Since the election of Taiwanese President Tsai Ing-wen of the independence-leaning Democratic Progressive Party, Beijing has ramped up its rhetoric and military threats. Last year, the Chinese air force repeatedly broke daily records for the number of fighter jets it sent near Taiwan’s airspace.
On Saturday, the People’s Liberation Army held “live-fire exercises” off the Chinese coast opposite Taiwan, near the Pingtan islands, according to a notice from the Pingtan Maritime Safety Administration. On Monday, maritime officials announced further drills in the South China Sea between Tuesday and Saturday.
Last week, Taiwanese troops held military exercises to practice defending against an amphibious assault. Meanwhile, the USS Ronald Reagan aircraft carrier and its strike group returned to the South China Sea.

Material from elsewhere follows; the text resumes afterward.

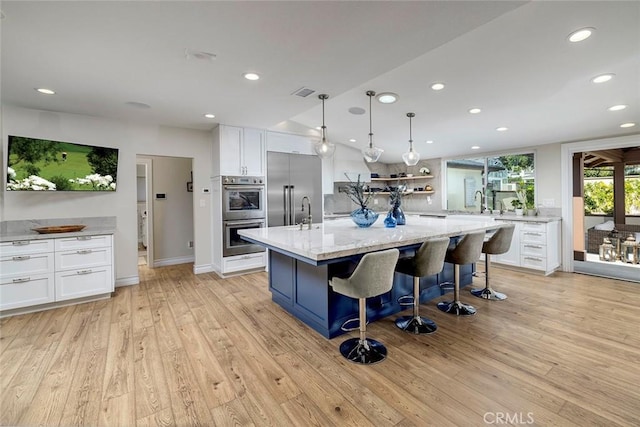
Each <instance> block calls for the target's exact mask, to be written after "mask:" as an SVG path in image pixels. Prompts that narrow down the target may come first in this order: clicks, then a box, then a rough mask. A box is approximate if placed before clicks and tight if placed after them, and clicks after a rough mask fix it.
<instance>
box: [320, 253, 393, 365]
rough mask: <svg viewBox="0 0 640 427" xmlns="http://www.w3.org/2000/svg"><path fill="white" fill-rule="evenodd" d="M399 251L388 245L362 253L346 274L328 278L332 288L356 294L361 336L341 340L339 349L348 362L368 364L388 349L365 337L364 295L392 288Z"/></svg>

The Biden administration has grown increasingly concerned about the risk of a full-blown crisis in the Taiwan Strait. U.S.-China relations are already at a low point, as the two superpowers collide over everything from economic power to human rights to military influence, and a conflict between China and Taiwan could draw in other powers, including Japan.
Following Russia’s invasion of Ukraine, an unofficial U.S. delegation of former defense and national security officials traveled to Taiwan in a show of Washington’s “rock solid” commitment to the island’s defense.
During his first tour of Asia as president in May, Biden signaled strong support for Taiwan in comments that departed from Washington’s usual policy of “strategic ambiguity.” Asked whether his country would defend Taiwan militarily if attacked by China, Biden said, “Yes, that’s the commitment we made.”
John Hudson contributed to this report.